Kuduz, eski çağlardan beri bilinen ve halk sağlığını tehdit eden önemli bir zoonotik enfeksiyondur. Dünya Sağlık Örgütü verilerine göre her yıl yaklaşık 59.000 kişi kuduz nedeniyle yaşamını yitirmektedir. Hastalık özellikle Asya ve Afrika kıtalarında yaygın olarak görülmektedir.

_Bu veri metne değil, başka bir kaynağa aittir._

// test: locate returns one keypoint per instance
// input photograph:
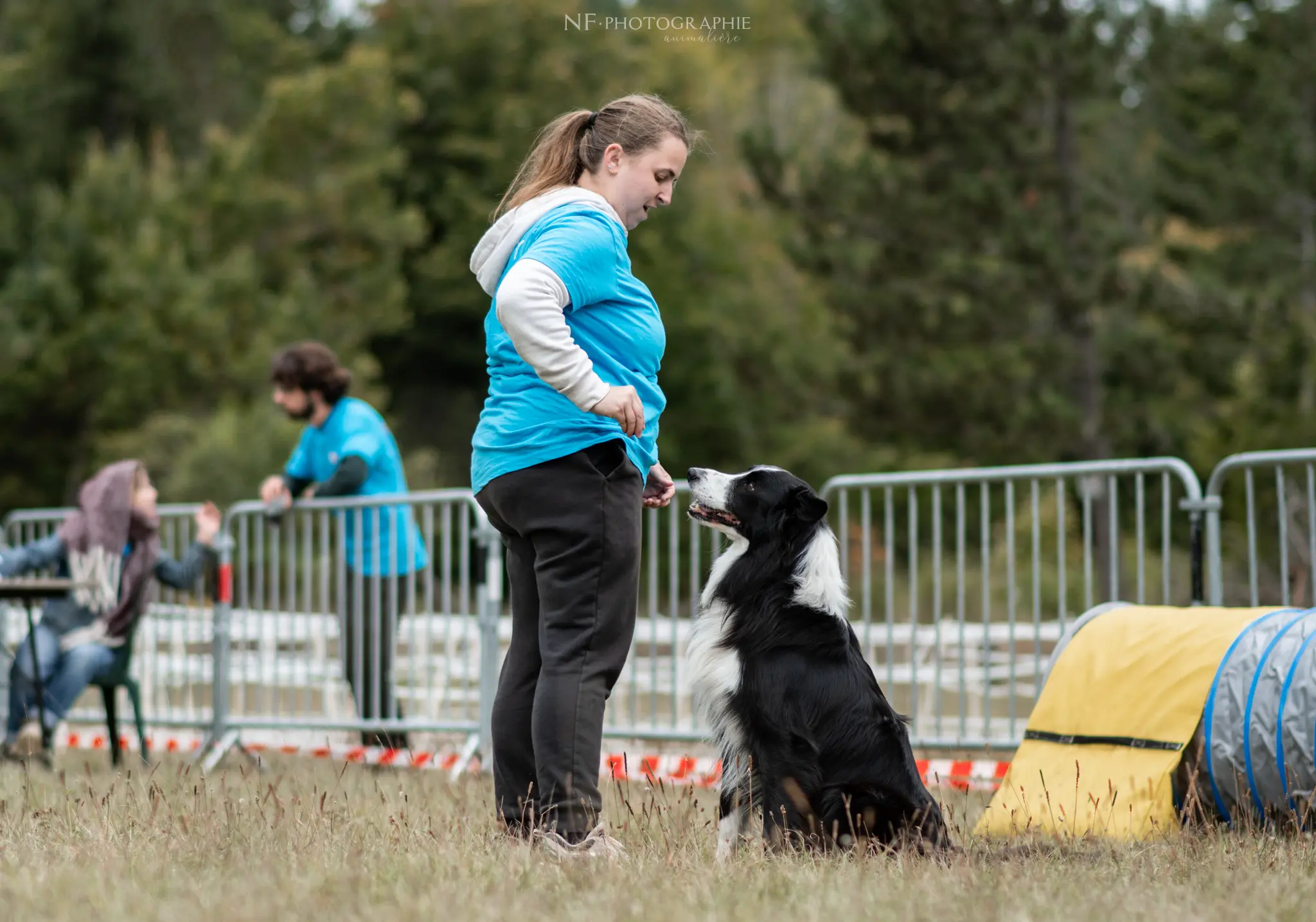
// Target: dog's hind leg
(733, 820)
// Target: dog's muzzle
(712, 516)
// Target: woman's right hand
(623, 404)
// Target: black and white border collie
(805, 732)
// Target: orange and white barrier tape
(682, 770)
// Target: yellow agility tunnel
(1125, 695)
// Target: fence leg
(1204, 560)
(220, 740)
(490, 612)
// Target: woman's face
(644, 181)
(144, 493)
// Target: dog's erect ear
(808, 507)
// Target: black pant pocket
(607, 457)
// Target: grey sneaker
(598, 844)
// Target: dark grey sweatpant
(571, 530)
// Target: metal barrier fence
(320, 605)
(961, 584)
(1263, 550)
(963, 581)
(172, 657)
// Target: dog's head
(760, 501)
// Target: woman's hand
(208, 522)
(623, 404)
(659, 488)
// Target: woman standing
(565, 454)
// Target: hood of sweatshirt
(490, 257)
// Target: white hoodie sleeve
(529, 304)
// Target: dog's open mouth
(712, 516)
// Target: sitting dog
(806, 734)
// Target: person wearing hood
(565, 456)
(111, 547)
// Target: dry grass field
(310, 841)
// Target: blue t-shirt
(611, 316)
(354, 428)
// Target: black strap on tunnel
(1073, 740)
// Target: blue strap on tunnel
(1209, 716)
(1247, 714)
(1279, 718)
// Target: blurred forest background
(919, 233)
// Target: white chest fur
(715, 668)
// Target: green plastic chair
(119, 675)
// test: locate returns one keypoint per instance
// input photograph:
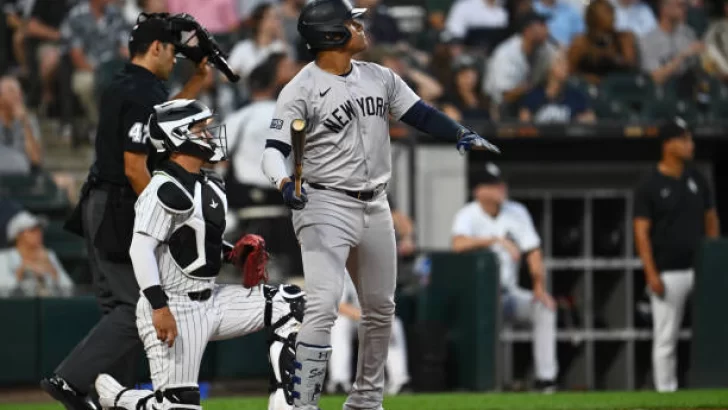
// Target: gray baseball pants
(337, 231)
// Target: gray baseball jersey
(347, 148)
(347, 141)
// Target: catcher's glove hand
(250, 257)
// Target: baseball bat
(298, 140)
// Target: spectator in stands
(219, 17)
(516, 64)
(669, 52)
(289, 11)
(8, 209)
(28, 268)
(475, 14)
(20, 149)
(465, 101)
(95, 32)
(132, 8)
(381, 27)
(602, 49)
(342, 334)
(505, 227)
(14, 13)
(422, 83)
(256, 206)
(267, 39)
(634, 16)
(42, 40)
(563, 20)
(556, 101)
(715, 57)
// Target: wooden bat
(298, 141)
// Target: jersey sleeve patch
(215, 177)
(173, 198)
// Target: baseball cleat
(108, 389)
(61, 391)
(112, 395)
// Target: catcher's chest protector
(196, 243)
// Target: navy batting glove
(470, 140)
(290, 198)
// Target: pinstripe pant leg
(179, 365)
(240, 311)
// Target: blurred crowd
(533, 61)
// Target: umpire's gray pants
(113, 345)
(332, 228)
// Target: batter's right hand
(655, 284)
(165, 325)
(290, 198)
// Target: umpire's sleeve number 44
(139, 133)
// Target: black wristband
(156, 296)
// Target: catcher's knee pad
(178, 398)
(290, 296)
(282, 341)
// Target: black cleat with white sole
(71, 399)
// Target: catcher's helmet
(321, 23)
(171, 129)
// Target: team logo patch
(276, 124)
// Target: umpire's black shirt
(126, 105)
(676, 209)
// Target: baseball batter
(177, 250)
(342, 217)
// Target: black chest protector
(196, 243)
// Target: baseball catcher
(177, 251)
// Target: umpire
(105, 213)
(674, 211)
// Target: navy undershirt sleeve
(431, 121)
(281, 146)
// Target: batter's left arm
(407, 107)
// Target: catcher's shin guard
(282, 341)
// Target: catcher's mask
(188, 127)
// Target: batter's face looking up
(681, 147)
(358, 41)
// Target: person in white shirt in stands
(505, 227)
(267, 38)
(342, 334)
(255, 206)
(526, 57)
(28, 268)
(634, 16)
(475, 14)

Enfeksiyon hastalıkları uzmanı Dr. Zeynel Abidin Demir, kuduz hastalığının oluşumu, riskleri ve kuduz hastalığından korunmanın yolları hakkında önemli tavsiyelerde bulundu.
Dünya genelinde ve ülkemizde kuduz hastalığına yakalanmış ve hayatını kaybetmiş insan oranlarına değinen Dr. Demir, "Kuduz 150 ülkeden fazla ülkede görülür ve her yıl tüm dünyada kuduz hastalığı nedeniyle 59 binin üzerinde insan hayatını kaybetmektedir. Ülkemizde ise kuduz riski nedeniyle senede 200 bin civarında insan hastanelere başvurmaktadır ve maalesef senede 1 veya 2 hasta kuduz hastalığı nedeniyle hayatını kaybetmektedir." şeklinde kaydetti.
Kuduz hastalığının açıklamasını, hastalığın ilk oluşum aşamasını ve belirtilerini açıklayan Demir, "Kuduz hastalığı viral bir hastalık olup insandan hayvana geçer. Kurt, çakal, tilki gibi yabani memelilerde ve köpek, at, eşek, kedi, gibi evcil memelilerde görülür ve yüzde 99’dan fazla köpeklerden insanlara geçer. Enfekte hayvanın ısırması veya tırmalaması nedeniyle hastalık bulaşır. Ayrıca bütünlüğü bozulmuş deriden salya teması yoluyla da bulaşabilen bir hastalıktır. Hastalık bulaştıktan sonra 14-90 gün içinde genellikle belirtiler ortaya çıkmaya başlar. Belirtiler ortaya çıktıktan sonra hasta hızlı ve dramatik bir şekilde ölür. Kuduz hastalığı önlenebilir bir hastalıktır. Hastalığa karşı ülkece bilinçli olursak birçok kişinin hayatını kurtarabiliriz." ifadelerinin kullandı.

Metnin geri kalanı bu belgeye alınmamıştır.